Thursday, February 18, 2016

The Unreasonable Effectiveness of Physical Insight

Physicist Lee Smolin has an interesting pre-print in the History and Philosophy of Physics section of arxiv.org : "Lessons from Einstein's 1915 discovery of general relativity".  ( If one has read books at the level of Penrose's popular works, this paper should be quite comprehensible.)

Smolin argues, that contrary to the myth created by Einstein himself, it was not beautiful mathematics that led Einstein to his theory of general relativity.  Historians of physics have gone through Einstein's notebooks, and what they shared with Smolin led him to this:



I had a very happy day about fifteen years ago when I visited Jurgen Renn in Berlin and he showed me images of the notebooks in which Einstein had created general relativity. What impressed me was that Einstein was using the same techniques all physicists use to grasp the essential features of a phenomena they want to model. These are the development of approximate expressions, together with theplayful creation of simple examples and models. These are the tools every physicist is taught, which they employ throughout their career, first, to do their homework and, later, to make progress in their research.

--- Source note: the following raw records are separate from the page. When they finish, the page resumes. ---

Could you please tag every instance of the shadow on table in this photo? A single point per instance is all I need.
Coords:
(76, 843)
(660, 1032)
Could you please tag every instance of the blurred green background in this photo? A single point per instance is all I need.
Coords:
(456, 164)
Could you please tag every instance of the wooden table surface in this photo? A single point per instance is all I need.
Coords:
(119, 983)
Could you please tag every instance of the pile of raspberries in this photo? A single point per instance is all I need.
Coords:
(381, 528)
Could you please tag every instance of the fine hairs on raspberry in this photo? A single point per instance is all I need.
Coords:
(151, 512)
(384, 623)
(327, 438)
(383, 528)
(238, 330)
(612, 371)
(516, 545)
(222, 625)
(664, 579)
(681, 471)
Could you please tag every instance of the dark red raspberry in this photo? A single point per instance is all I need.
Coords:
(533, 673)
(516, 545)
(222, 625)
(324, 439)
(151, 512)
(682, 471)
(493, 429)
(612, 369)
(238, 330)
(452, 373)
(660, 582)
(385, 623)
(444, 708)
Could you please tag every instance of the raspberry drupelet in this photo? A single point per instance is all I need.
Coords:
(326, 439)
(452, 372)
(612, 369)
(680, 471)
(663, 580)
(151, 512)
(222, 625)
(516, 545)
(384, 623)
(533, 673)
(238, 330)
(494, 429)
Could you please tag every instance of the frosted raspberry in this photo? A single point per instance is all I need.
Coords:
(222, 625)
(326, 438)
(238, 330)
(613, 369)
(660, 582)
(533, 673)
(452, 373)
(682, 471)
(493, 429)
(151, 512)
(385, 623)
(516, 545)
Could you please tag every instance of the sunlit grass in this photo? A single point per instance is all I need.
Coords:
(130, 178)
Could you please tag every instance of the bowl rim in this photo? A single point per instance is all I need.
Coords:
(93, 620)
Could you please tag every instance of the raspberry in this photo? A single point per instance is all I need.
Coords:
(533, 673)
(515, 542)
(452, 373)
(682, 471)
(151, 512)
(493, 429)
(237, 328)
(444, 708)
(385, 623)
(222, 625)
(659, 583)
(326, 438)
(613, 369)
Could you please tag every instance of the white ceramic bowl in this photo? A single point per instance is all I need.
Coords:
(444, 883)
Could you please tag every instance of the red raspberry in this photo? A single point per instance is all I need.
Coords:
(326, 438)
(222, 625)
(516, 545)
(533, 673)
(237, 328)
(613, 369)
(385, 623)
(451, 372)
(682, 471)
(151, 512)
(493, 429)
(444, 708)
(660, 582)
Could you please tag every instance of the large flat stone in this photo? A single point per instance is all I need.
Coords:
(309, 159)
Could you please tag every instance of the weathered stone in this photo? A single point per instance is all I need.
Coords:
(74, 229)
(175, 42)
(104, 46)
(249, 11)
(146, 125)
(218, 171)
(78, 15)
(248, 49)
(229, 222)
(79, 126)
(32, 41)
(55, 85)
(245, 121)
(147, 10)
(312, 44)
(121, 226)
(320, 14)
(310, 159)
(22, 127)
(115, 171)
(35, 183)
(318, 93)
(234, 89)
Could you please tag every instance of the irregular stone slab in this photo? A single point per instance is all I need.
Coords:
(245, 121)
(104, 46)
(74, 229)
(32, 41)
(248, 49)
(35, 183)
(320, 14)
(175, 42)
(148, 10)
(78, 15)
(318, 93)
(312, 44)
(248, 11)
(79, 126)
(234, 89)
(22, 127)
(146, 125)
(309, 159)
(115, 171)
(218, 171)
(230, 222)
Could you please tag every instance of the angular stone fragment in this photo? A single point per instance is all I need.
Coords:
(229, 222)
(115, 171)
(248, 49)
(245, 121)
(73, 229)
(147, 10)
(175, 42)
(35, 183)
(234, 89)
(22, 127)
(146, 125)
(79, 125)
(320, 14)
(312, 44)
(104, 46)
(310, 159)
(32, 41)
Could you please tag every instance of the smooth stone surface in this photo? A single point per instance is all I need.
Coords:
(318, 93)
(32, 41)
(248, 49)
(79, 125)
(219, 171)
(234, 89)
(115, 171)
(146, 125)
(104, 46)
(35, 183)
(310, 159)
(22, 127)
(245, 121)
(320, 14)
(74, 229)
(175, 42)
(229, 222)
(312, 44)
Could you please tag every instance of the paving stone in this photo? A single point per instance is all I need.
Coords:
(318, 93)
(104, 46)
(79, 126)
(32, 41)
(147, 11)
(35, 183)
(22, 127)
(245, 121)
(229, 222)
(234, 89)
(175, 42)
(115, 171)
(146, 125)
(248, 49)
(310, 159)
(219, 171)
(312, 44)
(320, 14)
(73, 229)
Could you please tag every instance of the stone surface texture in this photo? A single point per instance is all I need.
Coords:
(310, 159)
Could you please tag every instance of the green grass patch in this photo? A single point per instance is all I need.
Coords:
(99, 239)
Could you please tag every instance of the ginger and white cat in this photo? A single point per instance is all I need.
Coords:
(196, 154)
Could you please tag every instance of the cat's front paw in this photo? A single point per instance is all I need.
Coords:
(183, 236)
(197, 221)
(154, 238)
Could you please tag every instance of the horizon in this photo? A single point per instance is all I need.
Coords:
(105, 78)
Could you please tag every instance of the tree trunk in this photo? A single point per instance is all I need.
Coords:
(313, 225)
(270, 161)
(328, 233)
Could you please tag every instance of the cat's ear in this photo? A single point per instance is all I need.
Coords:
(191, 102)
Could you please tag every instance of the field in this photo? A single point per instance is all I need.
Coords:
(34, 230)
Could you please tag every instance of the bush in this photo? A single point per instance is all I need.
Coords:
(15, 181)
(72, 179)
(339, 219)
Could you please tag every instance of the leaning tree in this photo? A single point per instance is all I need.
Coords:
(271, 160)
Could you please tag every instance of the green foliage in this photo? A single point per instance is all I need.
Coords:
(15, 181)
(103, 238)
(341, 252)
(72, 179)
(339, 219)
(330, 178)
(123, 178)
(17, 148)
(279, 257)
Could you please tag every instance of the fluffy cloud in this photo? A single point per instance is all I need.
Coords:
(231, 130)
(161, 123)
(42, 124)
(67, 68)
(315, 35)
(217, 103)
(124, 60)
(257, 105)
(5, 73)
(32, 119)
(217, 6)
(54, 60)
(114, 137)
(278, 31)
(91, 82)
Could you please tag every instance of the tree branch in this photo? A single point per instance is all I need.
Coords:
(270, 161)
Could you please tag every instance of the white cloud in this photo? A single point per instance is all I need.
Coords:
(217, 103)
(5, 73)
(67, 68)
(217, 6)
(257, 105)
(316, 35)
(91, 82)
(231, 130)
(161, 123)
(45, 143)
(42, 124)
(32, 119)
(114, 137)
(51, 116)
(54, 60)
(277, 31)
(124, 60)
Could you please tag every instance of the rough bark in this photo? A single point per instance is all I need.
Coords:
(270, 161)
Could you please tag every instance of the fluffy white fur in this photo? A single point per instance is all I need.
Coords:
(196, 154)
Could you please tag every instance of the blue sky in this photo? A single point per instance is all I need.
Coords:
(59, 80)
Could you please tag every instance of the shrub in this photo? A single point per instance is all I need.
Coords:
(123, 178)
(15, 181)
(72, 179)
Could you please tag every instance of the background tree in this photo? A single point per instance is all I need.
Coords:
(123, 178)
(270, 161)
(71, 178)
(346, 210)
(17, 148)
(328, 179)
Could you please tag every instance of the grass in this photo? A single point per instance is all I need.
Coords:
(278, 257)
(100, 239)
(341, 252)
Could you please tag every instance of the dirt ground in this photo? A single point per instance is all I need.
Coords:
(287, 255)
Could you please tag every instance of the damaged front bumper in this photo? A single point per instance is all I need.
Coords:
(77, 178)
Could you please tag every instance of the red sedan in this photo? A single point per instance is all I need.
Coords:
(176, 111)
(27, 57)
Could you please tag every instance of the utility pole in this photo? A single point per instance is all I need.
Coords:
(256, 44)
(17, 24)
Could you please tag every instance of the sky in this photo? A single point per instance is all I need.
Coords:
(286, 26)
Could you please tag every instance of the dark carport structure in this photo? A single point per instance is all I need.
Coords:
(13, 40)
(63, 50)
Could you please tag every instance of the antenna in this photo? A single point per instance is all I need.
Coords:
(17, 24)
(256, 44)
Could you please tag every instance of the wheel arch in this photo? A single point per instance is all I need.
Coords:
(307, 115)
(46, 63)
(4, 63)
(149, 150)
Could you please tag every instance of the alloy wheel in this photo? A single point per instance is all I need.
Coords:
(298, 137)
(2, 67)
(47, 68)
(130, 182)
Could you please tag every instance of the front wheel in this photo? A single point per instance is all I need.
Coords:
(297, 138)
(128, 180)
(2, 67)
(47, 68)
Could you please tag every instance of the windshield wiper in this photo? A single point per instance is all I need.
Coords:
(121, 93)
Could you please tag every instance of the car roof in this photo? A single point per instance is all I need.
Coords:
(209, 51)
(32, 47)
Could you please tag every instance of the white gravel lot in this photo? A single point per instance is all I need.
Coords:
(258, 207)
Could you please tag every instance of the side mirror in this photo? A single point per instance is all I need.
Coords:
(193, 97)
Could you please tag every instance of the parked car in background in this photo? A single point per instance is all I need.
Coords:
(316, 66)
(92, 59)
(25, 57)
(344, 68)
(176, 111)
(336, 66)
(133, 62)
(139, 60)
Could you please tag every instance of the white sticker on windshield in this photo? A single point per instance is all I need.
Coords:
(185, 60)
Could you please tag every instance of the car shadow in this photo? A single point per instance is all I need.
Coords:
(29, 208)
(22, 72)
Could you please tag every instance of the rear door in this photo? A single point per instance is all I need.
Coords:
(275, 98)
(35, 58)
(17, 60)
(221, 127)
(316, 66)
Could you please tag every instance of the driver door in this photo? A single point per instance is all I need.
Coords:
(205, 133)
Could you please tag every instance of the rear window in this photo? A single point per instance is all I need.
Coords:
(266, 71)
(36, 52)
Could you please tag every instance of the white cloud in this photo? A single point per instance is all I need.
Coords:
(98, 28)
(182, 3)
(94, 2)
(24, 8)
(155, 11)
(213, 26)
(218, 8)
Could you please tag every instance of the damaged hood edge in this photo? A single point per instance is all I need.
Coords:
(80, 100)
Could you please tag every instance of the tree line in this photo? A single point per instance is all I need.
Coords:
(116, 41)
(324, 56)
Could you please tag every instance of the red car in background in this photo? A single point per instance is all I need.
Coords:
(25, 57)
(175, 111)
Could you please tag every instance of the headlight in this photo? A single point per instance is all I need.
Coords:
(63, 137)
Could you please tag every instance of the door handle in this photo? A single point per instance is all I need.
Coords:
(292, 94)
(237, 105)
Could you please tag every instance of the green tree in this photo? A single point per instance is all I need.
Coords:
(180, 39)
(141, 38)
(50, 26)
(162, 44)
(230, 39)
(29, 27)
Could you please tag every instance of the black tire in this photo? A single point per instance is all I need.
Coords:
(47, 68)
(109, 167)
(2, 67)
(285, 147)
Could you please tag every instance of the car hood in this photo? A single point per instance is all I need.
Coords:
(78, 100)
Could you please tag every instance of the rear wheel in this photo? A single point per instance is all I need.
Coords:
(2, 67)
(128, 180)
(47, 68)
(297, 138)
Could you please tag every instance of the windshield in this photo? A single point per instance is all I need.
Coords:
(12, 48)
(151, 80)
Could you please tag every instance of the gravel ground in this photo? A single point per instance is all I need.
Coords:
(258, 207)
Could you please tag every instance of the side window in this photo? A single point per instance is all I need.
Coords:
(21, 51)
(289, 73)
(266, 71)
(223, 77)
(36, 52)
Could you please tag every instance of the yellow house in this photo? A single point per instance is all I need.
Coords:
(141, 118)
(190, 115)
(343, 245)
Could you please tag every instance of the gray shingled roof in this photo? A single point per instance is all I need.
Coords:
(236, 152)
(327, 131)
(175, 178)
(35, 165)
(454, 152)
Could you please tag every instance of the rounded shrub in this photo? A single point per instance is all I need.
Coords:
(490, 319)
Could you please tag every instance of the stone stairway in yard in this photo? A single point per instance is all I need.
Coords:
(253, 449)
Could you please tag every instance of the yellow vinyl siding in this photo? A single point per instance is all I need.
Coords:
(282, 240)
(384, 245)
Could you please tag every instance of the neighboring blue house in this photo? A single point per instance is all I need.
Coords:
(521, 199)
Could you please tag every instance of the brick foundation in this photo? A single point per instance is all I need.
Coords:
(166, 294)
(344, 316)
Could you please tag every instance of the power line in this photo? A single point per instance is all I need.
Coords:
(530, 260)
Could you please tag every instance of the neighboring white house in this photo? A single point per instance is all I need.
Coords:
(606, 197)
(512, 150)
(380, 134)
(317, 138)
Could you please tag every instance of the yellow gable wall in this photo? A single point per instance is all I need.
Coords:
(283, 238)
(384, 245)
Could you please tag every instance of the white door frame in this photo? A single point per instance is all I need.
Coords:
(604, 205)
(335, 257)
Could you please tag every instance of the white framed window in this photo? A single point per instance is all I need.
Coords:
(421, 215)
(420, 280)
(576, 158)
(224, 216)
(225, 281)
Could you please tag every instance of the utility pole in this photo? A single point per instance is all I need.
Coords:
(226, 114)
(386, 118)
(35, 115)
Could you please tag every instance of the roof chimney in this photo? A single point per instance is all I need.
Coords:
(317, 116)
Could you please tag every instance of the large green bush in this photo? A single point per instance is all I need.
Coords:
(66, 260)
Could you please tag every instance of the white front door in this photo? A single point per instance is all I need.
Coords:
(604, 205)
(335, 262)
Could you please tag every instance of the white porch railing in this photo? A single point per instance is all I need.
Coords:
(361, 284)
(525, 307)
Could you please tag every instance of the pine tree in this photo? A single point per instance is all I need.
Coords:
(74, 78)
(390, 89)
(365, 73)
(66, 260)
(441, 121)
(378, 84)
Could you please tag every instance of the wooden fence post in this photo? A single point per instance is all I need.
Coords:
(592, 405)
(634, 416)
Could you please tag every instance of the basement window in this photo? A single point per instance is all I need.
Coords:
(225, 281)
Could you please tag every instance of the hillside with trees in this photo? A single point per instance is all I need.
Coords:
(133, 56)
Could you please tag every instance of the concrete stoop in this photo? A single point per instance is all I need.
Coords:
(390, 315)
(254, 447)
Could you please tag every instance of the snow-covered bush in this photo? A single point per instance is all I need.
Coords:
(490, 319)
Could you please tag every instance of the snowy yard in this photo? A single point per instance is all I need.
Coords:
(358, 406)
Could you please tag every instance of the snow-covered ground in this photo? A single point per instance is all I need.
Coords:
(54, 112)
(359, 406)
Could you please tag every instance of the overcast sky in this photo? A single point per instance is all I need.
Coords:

The mathematics Einstein used may appear beautiful to some who study it, but what is going on in Einstein’s notebooks was not beautiful. It was hardheaded and pragmatic.  When you dine at a fancy restaurant you may be impressed by the aesthetic presentation of a dish as it is brought to the table. But this is only the last step, just as the freshness of the ingredients as they come from the farm is only the first step. In between, hidden in the kitchen, it is all just hard, practical work. Mistakes are made, but these, ideally, never leave the kitchen. In Einstein’s kitchen—his notebooks it was no different.

It was Einstein's physical insight and intuition that gave him his greatest successes, and when he had no new insights and relied on the beauty of mathematics, as in his futile quest for a unified theory, he got absolutely nowhere. 

Smolin draws the lesson:
The lesson is that the task of formulating a physical principle must come first—only when we have one in hand do we have a basis to look for new mathematics to express the new principle.

The physical principles "that Einstein invented such as the principle of equivalence and the principle of the relativity of inertial frames"..."are directly about nature."

They constrain, and can be falsified by, individual experiments. They require no mathematics to express them: their contents can be entirely captured in a verbal description of an experiment. Historians talk of “thought experiments”, but in fact the principles invented by the young Einstein referred to genuinely doable experiments.

All very good, but then Smolin goes on to propose that background independence ("...the laws of nature should be statable in a form that does not rely on the specification of a fixed geometry of spacetime") might be one such physical principle. Here, I'm lost. This seems to me to be a statement the real content of which can only be expressed in mathematics. I'm hard-pressed to think of genuinely doable experiments that test this principle.

Smolin weighs in on the holography principle: "This says that a model world with gravity can be described as if it were a world without gravity, with one fewer dimension, where that surface theory has one degree of freedom per Planck area", and says that this principle does not have the physical content of the principles of relativity and equivalence, and cannot be tested in single experiment.

So color me puzzled. But it suits my particular inclination that physics proceeds with physical insight, not with mathematics. Of course, if we're stuck with no unexplained anomalous observations or experimental results, and we have no good physical principle, then we can only pay attention to the mathematics, and hope that it leads to something. The history of the last forty years of particle physics is that this is a slender straw to cling to.